Donald Trump tells May her Brexit plan would kill USA trade deal

Donald Trump tells May her Brexit plan would kill USA trade deal

US President Donald Trump hailed Britain's Boris Johnson as a friend of his today after he quit Theresa May's government.

"Productive cabinet meeting this morning - looking ahead to a busy week", May said on Twitter, as the resignations of Johnson and Davis sent shockwaves through Westminster and fuelled speculation that the turmoil could eventually topple her.
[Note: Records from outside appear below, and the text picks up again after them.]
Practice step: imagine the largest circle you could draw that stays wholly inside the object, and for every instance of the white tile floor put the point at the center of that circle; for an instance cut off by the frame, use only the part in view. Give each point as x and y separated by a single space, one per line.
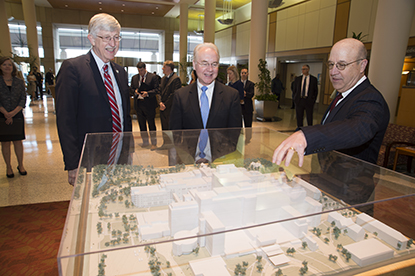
46 180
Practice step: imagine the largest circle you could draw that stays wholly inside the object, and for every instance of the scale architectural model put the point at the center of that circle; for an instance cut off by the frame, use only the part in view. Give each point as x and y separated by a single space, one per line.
183 210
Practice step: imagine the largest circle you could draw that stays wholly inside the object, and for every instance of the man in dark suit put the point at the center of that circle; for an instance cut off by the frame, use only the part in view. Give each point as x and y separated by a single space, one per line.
205 103
169 84
305 94
84 103
146 87
249 91
355 121
224 110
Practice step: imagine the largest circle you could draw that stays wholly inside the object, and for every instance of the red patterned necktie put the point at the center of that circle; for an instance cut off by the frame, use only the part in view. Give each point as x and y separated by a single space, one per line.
114 145
116 121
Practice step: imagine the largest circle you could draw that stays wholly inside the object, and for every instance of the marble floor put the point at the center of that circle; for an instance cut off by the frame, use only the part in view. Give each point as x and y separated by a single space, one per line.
46 180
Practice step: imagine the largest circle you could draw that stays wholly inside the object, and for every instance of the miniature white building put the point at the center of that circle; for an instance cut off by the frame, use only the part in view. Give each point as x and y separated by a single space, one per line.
369 251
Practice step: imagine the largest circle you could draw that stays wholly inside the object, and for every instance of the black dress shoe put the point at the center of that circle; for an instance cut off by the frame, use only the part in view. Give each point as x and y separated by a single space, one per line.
21 173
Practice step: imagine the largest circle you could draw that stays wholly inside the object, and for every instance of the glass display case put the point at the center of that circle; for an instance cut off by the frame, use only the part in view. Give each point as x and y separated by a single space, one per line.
170 211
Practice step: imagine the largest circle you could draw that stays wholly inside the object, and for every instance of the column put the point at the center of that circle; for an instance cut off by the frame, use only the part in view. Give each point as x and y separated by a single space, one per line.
258 36
209 27
29 13
183 29
5 42
390 40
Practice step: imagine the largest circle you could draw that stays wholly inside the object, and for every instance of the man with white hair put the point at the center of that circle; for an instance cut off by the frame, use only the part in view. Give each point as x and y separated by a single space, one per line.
355 121
92 93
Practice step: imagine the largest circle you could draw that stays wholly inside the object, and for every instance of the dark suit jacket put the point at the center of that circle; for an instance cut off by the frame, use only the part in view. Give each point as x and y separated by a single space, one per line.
151 86
167 89
225 109
356 126
312 89
222 142
82 104
250 91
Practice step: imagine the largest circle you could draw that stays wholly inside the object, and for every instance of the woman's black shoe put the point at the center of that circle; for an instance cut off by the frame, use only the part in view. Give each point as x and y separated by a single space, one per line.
21 173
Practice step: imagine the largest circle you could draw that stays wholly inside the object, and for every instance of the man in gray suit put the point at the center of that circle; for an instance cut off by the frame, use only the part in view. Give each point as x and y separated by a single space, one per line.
355 121
224 110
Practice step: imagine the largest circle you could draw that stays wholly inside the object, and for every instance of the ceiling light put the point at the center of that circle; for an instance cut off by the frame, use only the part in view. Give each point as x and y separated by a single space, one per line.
226 18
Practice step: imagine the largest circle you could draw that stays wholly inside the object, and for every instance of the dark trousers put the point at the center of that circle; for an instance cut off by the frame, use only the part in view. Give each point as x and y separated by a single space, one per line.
300 106
165 119
144 116
247 115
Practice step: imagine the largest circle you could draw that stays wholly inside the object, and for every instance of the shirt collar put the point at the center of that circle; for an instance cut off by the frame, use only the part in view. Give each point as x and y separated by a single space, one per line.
344 94
99 61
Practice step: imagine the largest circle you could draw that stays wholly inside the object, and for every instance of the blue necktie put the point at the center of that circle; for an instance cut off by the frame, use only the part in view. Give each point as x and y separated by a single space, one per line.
204 110
304 87
204 106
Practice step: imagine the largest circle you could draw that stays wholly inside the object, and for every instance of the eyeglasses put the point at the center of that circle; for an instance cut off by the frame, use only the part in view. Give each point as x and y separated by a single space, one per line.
109 38
205 64
340 65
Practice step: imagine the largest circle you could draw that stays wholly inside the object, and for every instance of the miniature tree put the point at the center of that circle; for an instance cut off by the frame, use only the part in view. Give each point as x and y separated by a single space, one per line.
196 250
409 243
259 267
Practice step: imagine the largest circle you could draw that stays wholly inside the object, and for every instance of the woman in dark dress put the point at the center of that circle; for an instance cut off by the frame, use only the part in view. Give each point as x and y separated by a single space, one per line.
234 82
12 102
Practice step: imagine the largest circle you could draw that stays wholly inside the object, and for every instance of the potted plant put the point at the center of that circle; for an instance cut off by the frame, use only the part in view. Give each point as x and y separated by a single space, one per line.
266 103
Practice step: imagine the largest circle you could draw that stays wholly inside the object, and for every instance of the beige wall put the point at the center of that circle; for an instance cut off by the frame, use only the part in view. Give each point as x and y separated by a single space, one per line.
223 39
306 25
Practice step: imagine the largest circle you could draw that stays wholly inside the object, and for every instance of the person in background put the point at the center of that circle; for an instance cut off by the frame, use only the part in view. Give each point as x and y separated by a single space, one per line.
39 83
49 79
234 82
92 93
12 102
305 95
277 87
169 84
356 119
194 77
31 88
145 86
249 91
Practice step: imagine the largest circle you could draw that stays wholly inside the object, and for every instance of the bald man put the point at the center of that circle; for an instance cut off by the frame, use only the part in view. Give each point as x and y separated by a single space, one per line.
355 121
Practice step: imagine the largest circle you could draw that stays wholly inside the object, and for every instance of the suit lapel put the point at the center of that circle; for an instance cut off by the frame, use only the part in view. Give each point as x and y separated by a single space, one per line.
361 87
195 105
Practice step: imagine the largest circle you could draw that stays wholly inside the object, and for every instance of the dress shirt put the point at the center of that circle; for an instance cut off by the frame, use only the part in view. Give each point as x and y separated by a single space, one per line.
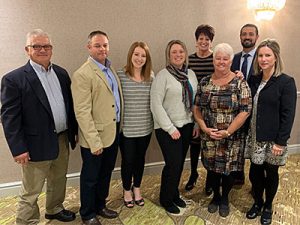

Her spokesman said the cabinet had discussed the publication of a "white paper" policy document on Britain's future ties with the European Union and stepping up preparations for any no-deal outcome to the negotiations with Brussels.

This means that if there was a leadership challenge or another snap election, the Conservatives could lose their hold on Downing Street.

He also told the tabloid that he had shared advice with May during Britain's negotiations with the European Union, but said May ignored his advice.

"In a resignation letter, Davis said the "'common rule book' policy hands control of large swathes of our economy to the European Union and is certainly not returning control of our laws in any real sense".

"The general direction of policy will leave us in at best a weak negotiating position, and possibly an inescapable one", Davis said in his resignation letter to May. "He obviously likes me, and says very good things about me", he said.

Brexiteer ministers are this afternoon, I'm told, still trying to get "edits" to the final White Paper, the souped-up version of the Chequers plan.

Brexit-backing MPs, including leading eurosceptic Conservative Jacob Rees-Mogg, will also seek to force her hand by submitting amendments to a trade bill being debated in the House of Commons next week.

"Stunned that this was all one of the main architects of Brexit had to offer, all I could say was 'you know what Boris, I'd noticed".

Former Conservative party leader Iain Duncan Smith said he had "deep misgivings" about the white paper; veteran Brexit hardliner Bill Cash declared himself "deeply anxious;" and Andrew Bridgen, who has already sent a letter expressing no confidence in May to party authorities, said he "and many colleagues" had "grave concerns" about the path the government is now on, Politico reported.

She said: "Many of the intentions are reassuring". "I have a lot of respect for Boris". Maybe we'll speak to him when I get over there.

The Kremlin said it hoped for an improvement in ties following the departure of Johnson, who had angered Moscow with his vociferous accusations over the poisoning with a nerve agent of a Russian spy on English soil in March.

Sources close to Mr Trump have told The Telegraph that he is a supporter of a hard Brexit and could publicly voice support for a clean break with Brussels in a move that would pile pressure on the Prime Minister.

It was "a positive thing for the UK" if Mr Trump had a good relationship with Mr Johnson, whose successor Jeremy Hunt was looking forward to building equally good relations with his United States counterparts, the spokesman said.

Another minister from the Brexit department, Suella Braverman, was also reported by local media to have resigned. Still, this is likely to hurt the Conservative Party, as a strong majority of its voters backed Brexit in the Referendum of 2016 and are likely to feel betrayed over the very existence of Britain as a sovereign nation.

Senior Tory backbencher Sir Bernard Jenkin said: "These four amendments reflect existing Government policy, and we hope they will be welcomed by the Government".

Amid warnings from businesses that continued uncertainty is risking investment and jobs, and fears time is running out, her cabinet finally agreed on a plan last week.

Trump warned that May's proposal, which maintains much of the UK's existing trade relationship with the European Union, would kill chances of a UK-US trade deal.